Вслед за тем толпа напала на дворы, принадлежавшие боярам Годуновым. Тесно связанные с династией, бояре Годуновы олицетворяли в глазах народа власть и богатство. Труднее объяснить нападение на Сабуровых и Вельяминовых. К моменту восстания никто из них не входил в Боярскую думу и не принадлежал к высшему правительственному кругу. В грамоте к московскому населению Лжедмитрий обличал одних Годуновых и не называл имени ни Сабуровых, ни Вельяминовых. Вся их вина заключалась в отдаленном родстве с низложенной династией. Погрому подверглись не только подворья Годуновых, Сабуровых и Вельяминовых, но и многие другие богатые дворы, вовсе не принадлежавшие родне Годуновых. Как записали дьяки Разрядного приказа, люди «миром, всем народом грабили на Москве многие дворы боярские, и дворянские, и дьячьи, а Сабуровых и Вельяминовых всех грабили».

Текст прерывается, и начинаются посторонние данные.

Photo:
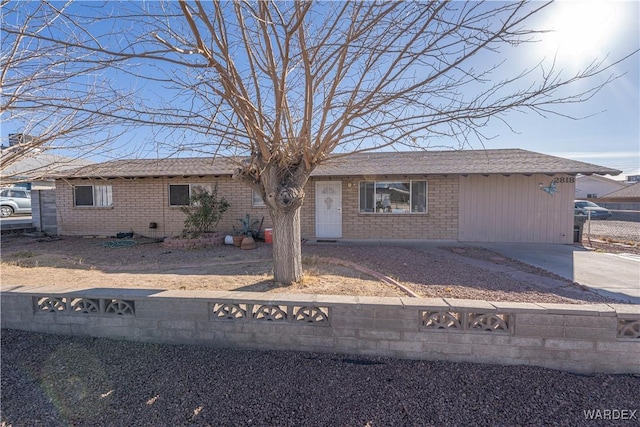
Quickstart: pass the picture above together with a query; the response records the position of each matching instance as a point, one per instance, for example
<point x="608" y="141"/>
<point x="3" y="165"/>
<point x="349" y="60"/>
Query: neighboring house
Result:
<point x="594" y="186"/>
<point x="33" y="171"/>
<point x="627" y="199"/>
<point x="471" y="196"/>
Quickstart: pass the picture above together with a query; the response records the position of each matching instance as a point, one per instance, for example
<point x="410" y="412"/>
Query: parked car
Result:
<point x="583" y="207"/>
<point x="14" y="201"/>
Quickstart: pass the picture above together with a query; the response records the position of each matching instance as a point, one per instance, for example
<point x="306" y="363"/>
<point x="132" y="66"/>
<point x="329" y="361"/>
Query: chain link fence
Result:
<point x="621" y="230"/>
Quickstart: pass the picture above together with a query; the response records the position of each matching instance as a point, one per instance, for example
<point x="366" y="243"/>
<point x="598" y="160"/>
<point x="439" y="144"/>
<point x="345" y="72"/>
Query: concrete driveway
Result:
<point x="613" y="275"/>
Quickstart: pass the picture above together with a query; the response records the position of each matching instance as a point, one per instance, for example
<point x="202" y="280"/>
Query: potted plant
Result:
<point x="247" y="232"/>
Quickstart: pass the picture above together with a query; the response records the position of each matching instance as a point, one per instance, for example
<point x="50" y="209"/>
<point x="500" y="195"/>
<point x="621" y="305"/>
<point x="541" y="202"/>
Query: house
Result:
<point x="32" y="171"/>
<point x="625" y="199"/>
<point x="471" y="195"/>
<point x="594" y="186"/>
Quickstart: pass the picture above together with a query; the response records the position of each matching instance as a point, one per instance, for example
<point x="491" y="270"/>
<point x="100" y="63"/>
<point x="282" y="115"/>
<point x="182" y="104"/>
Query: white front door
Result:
<point x="329" y="209"/>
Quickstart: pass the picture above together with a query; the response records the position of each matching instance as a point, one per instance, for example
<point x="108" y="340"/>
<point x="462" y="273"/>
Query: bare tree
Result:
<point x="288" y="85"/>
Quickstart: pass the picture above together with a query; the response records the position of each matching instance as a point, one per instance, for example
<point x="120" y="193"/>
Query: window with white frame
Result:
<point x="393" y="197"/>
<point x="179" y="194"/>
<point x="256" y="199"/>
<point x="99" y="196"/>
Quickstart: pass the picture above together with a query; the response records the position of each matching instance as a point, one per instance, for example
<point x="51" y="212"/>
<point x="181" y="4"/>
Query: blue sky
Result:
<point x="608" y="133"/>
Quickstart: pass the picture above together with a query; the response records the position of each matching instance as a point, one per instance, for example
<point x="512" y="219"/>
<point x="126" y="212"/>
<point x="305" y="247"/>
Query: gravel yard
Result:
<point x="446" y="271"/>
<point x="50" y="380"/>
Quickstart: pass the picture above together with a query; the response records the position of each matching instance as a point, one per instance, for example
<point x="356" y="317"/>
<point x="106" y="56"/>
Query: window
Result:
<point x="93" y="195"/>
<point x="256" y="199"/>
<point x="179" y="194"/>
<point x="20" y="194"/>
<point x="393" y="196"/>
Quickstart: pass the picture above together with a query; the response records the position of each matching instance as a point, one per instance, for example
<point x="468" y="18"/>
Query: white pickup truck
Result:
<point x="14" y="201"/>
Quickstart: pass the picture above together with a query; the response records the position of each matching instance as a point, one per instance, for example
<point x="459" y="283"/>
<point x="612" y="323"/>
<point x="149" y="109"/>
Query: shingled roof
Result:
<point x="464" y="162"/>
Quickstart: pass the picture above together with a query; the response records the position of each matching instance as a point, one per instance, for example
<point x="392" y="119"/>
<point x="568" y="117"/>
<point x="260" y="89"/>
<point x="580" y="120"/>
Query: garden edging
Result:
<point x="577" y="338"/>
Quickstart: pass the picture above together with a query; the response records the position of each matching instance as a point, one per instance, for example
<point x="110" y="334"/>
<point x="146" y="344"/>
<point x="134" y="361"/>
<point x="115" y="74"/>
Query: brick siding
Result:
<point x="138" y="202"/>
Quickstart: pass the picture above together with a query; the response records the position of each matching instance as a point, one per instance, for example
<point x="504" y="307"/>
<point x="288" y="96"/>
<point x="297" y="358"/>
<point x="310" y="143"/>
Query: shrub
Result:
<point x="204" y="212"/>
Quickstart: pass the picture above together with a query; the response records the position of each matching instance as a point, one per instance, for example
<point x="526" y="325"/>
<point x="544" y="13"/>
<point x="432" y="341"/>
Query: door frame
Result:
<point x="316" y="207"/>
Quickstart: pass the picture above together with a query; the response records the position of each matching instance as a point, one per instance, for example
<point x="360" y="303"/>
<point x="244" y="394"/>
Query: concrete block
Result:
<point x="576" y="309"/>
<point x="380" y="301"/>
<point x="396" y="324"/>
<point x="623" y="346"/>
<point x="590" y="322"/>
<point x="432" y="304"/>
<point x="360" y="311"/>
<point x="562" y="344"/>
<point x="449" y="349"/>
<point x="345" y="332"/>
<point x="177" y="324"/>
<point x="539" y="331"/>
<point x="345" y="343"/>
<point x="624" y="310"/>
<point x="323" y="342"/>
<point x="516" y="307"/>
<point x="395" y="313"/>
<point x="352" y="322"/>
<point x="529" y="354"/>
<point x="538" y="319"/>
<point x="111" y="321"/>
<point x="435" y="336"/>
<point x="629" y="358"/>
<point x="494" y="351"/>
<point x="592" y="356"/>
<point x="73" y="319"/>
<point x="406" y="346"/>
<point x="590" y="333"/>
<point x="377" y="335"/>
<point x="469" y="305"/>
<point x="15" y="303"/>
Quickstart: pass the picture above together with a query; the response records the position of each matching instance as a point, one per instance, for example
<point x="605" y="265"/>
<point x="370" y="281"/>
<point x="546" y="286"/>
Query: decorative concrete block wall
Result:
<point x="577" y="338"/>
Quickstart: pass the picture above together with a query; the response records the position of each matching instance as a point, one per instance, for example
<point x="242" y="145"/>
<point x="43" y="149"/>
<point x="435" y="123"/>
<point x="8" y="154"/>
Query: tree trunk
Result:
<point x="287" y="258"/>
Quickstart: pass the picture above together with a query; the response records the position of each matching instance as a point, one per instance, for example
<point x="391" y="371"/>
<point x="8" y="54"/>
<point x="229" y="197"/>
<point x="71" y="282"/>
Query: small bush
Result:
<point x="204" y="212"/>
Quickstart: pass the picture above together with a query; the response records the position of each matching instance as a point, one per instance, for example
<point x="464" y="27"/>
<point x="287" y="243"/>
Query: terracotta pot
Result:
<point x="248" y="243"/>
<point x="237" y="240"/>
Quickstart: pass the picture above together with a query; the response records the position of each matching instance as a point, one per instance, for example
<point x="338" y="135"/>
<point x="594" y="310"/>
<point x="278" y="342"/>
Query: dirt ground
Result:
<point x="454" y="272"/>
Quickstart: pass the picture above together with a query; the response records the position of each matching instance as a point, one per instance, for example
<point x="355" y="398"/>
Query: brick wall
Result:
<point x="577" y="338"/>
<point x="137" y="202"/>
<point x="439" y="223"/>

Сколь бы малочисленными ни были казачьи сотни Корелы, они не затерялись в массе восставшего московского населения. Участие «черного» посадского населения, «меньших людей», а также холопов, с одной стороны, и повстанческого казачьего отряда — с другой, привело к тому, что движение сразу же приобрело яркую социальную окраску. Как писали англичане в своем отчете, «весь город был объят бунтом: и дома, и погреба, и канцелярии думных бояр, начиная с Годуновых, были преданы разгрому»; «московская чернь, без сомнения, сделала все возможное»; «толпа сделала, что только могла и хотела; особенно досталось наиболее сильным мира, которые, правда, и были наиболее недостойными»; «более зажиточные подвергались истязанию, жалкая голь и нищета торжествовала»; с «богатых срывали даже одежду».

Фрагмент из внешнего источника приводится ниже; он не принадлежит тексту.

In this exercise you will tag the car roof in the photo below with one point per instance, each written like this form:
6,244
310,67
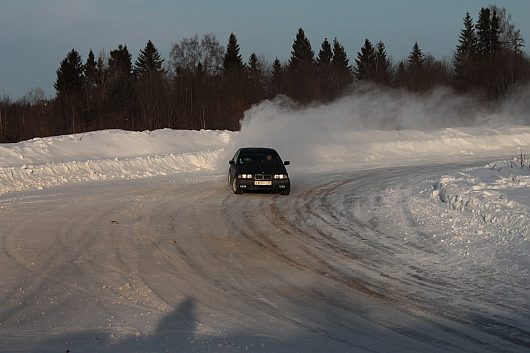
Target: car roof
257,149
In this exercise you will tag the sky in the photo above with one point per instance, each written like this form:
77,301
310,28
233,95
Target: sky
35,35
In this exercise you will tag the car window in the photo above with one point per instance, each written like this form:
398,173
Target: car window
259,157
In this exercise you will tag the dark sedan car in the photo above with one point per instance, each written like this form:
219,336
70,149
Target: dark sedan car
258,168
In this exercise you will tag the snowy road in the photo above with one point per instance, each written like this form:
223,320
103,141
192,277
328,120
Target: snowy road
349,262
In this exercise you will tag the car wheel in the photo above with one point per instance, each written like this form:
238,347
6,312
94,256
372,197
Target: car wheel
235,187
285,191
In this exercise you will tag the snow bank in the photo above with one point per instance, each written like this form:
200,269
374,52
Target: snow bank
116,154
113,154
495,195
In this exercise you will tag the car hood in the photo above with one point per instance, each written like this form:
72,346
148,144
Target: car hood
262,169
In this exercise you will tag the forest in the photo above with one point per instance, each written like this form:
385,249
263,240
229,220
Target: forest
204,85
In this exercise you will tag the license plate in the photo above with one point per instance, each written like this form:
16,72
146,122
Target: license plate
263,182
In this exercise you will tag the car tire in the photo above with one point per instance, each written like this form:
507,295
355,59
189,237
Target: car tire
285,191
235,188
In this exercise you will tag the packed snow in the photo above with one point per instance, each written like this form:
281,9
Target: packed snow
479,214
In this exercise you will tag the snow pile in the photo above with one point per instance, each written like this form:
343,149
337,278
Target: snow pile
496,195
113,154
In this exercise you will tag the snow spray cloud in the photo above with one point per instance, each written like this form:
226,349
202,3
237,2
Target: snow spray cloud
374,125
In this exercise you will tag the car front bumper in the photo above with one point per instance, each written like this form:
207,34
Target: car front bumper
276,185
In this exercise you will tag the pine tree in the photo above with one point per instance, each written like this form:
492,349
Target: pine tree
120,63
120,89
415,68
255,79
70,75
324,71
91,78
325,55
302,56
366,63
495,43
416,57
232,63
342,72
149,62
301,70
276,83
69,86
90,71
484,32
382,64
465,56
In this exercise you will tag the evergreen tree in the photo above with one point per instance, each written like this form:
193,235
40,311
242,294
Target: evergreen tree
232,63
120,89
366,63
415,68
69,86
465,56
302,56
255,79
416,57
301,70
325,55
382,64
342,72
91,78
149,62
120,63
495,43
70,75
276,84
91,71
324,71
484,32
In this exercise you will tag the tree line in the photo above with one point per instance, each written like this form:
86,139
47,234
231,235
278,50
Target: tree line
205,85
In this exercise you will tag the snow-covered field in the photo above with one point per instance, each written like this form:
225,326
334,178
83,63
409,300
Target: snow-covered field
477,214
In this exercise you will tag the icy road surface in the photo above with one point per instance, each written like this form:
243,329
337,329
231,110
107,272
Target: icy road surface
349,262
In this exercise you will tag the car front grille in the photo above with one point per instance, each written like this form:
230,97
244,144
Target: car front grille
263,176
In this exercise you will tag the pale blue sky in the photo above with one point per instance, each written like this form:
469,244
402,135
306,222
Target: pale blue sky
35,35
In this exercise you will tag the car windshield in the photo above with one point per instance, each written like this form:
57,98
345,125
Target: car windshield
259,157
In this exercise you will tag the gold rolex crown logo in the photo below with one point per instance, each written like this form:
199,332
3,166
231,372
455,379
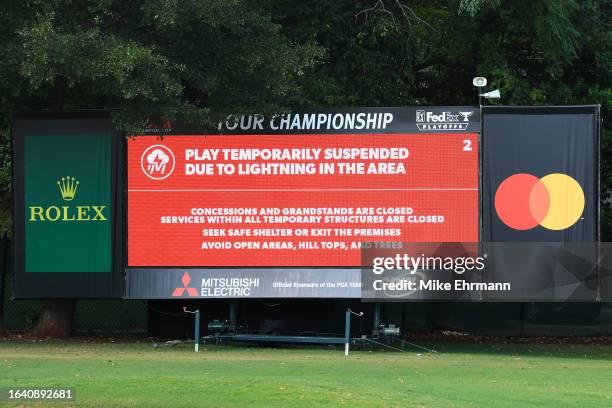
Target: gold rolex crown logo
68,186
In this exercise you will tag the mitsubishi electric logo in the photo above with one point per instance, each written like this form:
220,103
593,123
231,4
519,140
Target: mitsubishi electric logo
427,120
178,292
67,188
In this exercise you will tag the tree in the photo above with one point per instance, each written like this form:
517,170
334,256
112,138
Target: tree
191,60
196,60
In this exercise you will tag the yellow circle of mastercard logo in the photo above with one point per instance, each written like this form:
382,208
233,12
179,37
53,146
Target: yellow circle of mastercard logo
555,201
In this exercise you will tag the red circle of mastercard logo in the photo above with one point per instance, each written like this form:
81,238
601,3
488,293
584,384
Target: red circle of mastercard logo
555,201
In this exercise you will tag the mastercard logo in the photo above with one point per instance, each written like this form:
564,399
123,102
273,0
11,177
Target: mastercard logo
555,201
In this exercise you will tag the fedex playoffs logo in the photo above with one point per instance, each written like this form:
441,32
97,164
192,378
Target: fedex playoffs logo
427,120
157,162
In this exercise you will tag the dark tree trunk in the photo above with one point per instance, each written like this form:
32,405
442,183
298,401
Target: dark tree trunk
55,318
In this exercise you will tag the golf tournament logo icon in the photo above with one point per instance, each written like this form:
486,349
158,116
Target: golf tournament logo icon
68,186
555,202
186,279
157,162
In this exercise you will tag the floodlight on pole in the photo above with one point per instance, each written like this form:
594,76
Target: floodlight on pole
479,82
491,94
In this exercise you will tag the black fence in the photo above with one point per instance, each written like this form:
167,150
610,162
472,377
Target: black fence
142,317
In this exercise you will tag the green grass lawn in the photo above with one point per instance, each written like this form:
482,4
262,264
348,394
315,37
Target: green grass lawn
460,375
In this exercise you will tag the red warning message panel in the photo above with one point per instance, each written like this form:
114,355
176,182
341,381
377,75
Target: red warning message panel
296,200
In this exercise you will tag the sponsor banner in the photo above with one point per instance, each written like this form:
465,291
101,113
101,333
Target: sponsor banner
541,174
68,203
67,240
439,119
296,200
242,283
489,271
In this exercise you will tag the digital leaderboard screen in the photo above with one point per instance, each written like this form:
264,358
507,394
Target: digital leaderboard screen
296,200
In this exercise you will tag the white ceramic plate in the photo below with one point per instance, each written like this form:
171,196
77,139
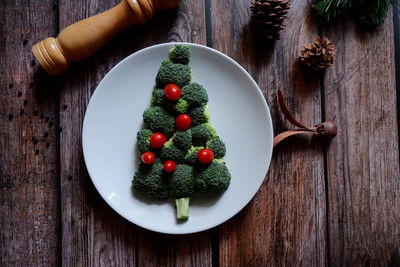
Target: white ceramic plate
114,115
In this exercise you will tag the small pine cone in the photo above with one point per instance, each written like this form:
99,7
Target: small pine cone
318,55
267,17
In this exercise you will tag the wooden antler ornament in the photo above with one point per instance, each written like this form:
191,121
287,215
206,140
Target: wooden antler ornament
327,130
85,37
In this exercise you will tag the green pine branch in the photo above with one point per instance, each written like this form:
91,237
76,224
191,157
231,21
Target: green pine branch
370,12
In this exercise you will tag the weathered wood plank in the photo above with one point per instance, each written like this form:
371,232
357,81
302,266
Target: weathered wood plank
285,223
363,160
93,234
29,203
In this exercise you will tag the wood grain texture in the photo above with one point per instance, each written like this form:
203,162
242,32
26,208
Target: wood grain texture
285,222
363,160
29,201
93,234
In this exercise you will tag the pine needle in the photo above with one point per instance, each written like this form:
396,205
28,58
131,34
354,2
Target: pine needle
370,12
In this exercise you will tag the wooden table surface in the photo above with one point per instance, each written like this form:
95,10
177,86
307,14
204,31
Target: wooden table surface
321,204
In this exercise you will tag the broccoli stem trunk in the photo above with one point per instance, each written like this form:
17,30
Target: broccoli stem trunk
182,208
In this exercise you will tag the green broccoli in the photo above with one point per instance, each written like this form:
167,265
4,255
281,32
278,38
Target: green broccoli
183,140
158,98
195,94
215,178
199,115
149,179
170,72
191,155
172,152
143,140
182,186
217,146
157,119
179,107
180,54
202,133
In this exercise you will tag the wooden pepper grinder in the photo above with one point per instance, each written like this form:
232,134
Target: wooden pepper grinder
85,37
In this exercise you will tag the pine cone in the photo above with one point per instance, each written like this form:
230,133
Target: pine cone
318,55
267,17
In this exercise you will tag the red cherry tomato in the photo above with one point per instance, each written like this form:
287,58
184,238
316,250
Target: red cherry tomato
157,140
183,122
172,92
148,158
205,156
169,166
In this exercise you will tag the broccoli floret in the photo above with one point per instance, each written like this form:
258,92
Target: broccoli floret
158,98
143,140
215,178
183,140
202,133
149,179
182,182
157,119
172,152
195,94
199,115
180,54
182,186
179,107
170,72
217,146
191,155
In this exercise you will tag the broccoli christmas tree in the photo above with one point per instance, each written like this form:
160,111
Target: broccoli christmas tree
181,153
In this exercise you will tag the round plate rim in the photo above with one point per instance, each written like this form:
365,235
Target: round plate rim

Во время других восстаний народ, доведенный до отчаяния притеснениями, требовал выдачи ненавистных ему чиновников и расправлялся с ними. Переворот 1605 г. имел свои отличительные черты. Несмотря на все обличения самозванца, у народа было собственное представление о правлении Годуновых. Как видно, столичное население не считало их ни жестокими угнетателями, ни кровопийцами. По этой причине в день восстания никого не убивали и не казнили. Правительство, со своей стороны, не сделало никаких попыток к вооруженному подавлению мятежа. И все же вдень переворота не обошлось без жертв.

Добравшись до винных погребов, люди разбивали бочки и черпали вино кто шапкой, кто башмаком, кто ладонью. «На дворах в погребах, — записал летописец, — вина опилися многие люди и померли…» Исаак Масса, любивший всякого рода подсчеты, сообщал, что после мятежа в подвалах и на улицах нашли около 50 человек, упившихся до смерти. Англичане утверждали, что после бунта в Москве было не менее 100 умерших и помешавшихся от пьянства людей. Внезапно вспыхнув, восстание так же внезапно улеглось после полудня того же дня. На улицах появились бояре, старавшиеся навести порядок.

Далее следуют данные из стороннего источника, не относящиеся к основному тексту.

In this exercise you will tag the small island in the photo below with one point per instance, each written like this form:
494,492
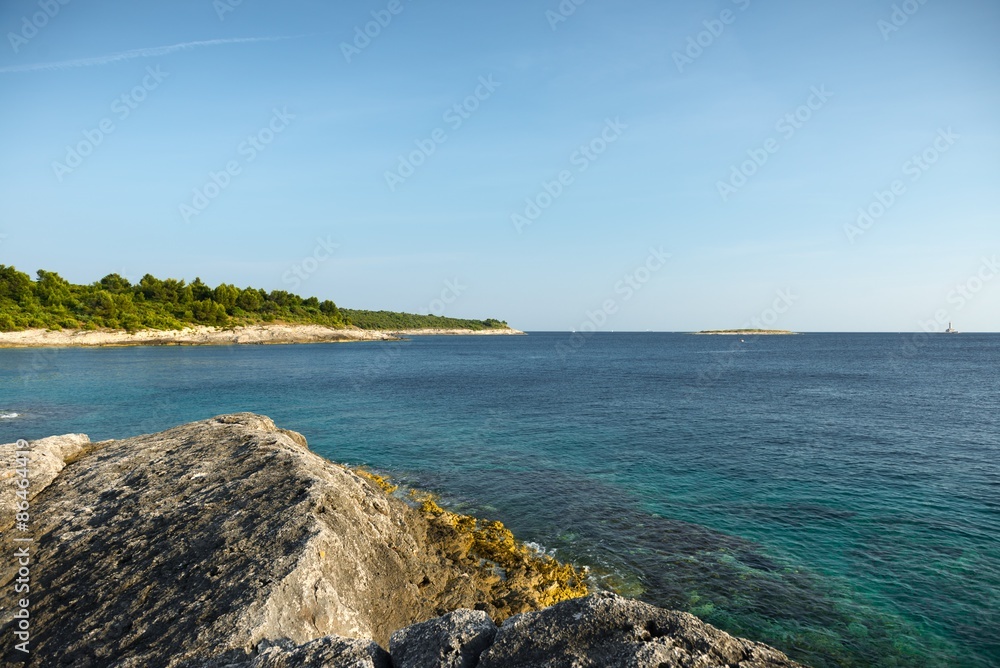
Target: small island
747,332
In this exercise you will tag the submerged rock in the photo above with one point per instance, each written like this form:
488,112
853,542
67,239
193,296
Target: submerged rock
226,543
606,630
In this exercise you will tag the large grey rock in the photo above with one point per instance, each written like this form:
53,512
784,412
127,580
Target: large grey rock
453,641
212,537
328,652
608,631
226,543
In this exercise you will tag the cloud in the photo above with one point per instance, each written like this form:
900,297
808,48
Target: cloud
135,53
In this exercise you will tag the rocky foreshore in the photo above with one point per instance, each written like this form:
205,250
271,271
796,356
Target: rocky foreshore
227,543
204,336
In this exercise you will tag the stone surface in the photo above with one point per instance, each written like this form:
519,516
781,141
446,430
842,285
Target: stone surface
214,536
453,641
331,651
48,457
226,543
608,631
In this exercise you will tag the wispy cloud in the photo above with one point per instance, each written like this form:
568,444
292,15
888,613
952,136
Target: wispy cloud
135,53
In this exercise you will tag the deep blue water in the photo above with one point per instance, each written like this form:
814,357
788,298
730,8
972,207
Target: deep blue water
835,495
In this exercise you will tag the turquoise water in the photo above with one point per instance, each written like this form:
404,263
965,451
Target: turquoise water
837,496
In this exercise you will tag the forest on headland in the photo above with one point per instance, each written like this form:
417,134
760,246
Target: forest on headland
52,302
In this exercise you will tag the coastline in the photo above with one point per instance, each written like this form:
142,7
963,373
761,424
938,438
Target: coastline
746,332
208,336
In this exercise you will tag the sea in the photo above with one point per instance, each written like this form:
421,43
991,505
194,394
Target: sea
834,495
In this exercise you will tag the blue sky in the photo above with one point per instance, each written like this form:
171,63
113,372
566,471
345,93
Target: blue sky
642,108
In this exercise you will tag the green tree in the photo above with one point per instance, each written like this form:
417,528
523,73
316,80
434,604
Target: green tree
250,300
115,284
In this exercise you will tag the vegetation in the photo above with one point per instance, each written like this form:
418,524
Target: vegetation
52,302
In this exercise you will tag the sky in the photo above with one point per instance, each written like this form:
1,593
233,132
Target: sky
620,165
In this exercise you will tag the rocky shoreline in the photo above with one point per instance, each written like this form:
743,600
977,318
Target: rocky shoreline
206,336
228,543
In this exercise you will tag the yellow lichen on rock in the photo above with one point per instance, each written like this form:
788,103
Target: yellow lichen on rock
533,579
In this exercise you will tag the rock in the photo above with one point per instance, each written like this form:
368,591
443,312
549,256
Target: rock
211,537
48,457
328,652
453,641
226,543
608,631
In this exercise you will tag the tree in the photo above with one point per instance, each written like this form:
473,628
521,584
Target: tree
52,289
250,300
15,285
226,295
200,291
115,284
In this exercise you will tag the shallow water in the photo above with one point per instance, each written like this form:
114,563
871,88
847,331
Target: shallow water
835,495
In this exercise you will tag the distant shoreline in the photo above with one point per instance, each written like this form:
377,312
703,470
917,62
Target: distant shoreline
208,336
746,332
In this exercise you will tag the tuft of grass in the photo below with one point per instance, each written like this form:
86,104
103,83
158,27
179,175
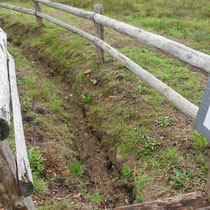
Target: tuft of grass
61,205
96,197
36,160
181,180
76,169
199,141
142,181
40,186
139,199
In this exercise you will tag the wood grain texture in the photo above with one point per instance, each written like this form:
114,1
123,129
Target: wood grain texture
4,88
182,52
18,9
37,7
175,98
10,194
23,168
99,31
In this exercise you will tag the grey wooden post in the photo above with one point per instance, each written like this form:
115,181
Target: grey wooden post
208,181
99,31
37,7
10,193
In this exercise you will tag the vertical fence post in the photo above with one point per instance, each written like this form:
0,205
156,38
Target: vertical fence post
10,194
99,31
37,8
208,180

Восстание в Москве стало важной вехой в политическом развитии Русского государства. Царевич Федор Годунов и царица Мария были низложены и взяты под стражу. Первая выборная земская династия рухнула под напором народных выступлений, охвативших южную окраину, а затем перебросившихся в столицу.

Всего семь лет минуло с того времени, как «всенародное множество» — столичный народ — помогло Борису Годунову взойти на трон. Что изменилось с тех пор? Вступая на престол, Борис обещал, что покончите нищетой, будет править по справедливости, будет искать «всем — всего народа людям — полезная», чтобы все его подданные имели «изобилование, житие немятежное и неповредимый покой у всех ровно». Годунов был первым царем, обещавшим благоденствие всему народу. Но голод рассеял в прах иллюзии, навеянные его обещаниями. Проекты искоренения бедности и нищеты оказались неисполнимыми. Страна не имела достаточных запасов хлеба, и власти, истощив казну, отказались от попыток спасти голодающий народ. Случилось так, что при Годунове население пережило бедствия, затмившие все его прежние несчастья. Вслед за неурожаем страна испытала ужасы гражданской войны, в итоге которой Годуновы окончательно лишились поддержки народа.

И все же выборная земская династия не стала предметом ненависти «всенародного множества». По этой причине бунт 1605 г. в Москве оказался самым бескровным из всех московских восстаний «бунташного века».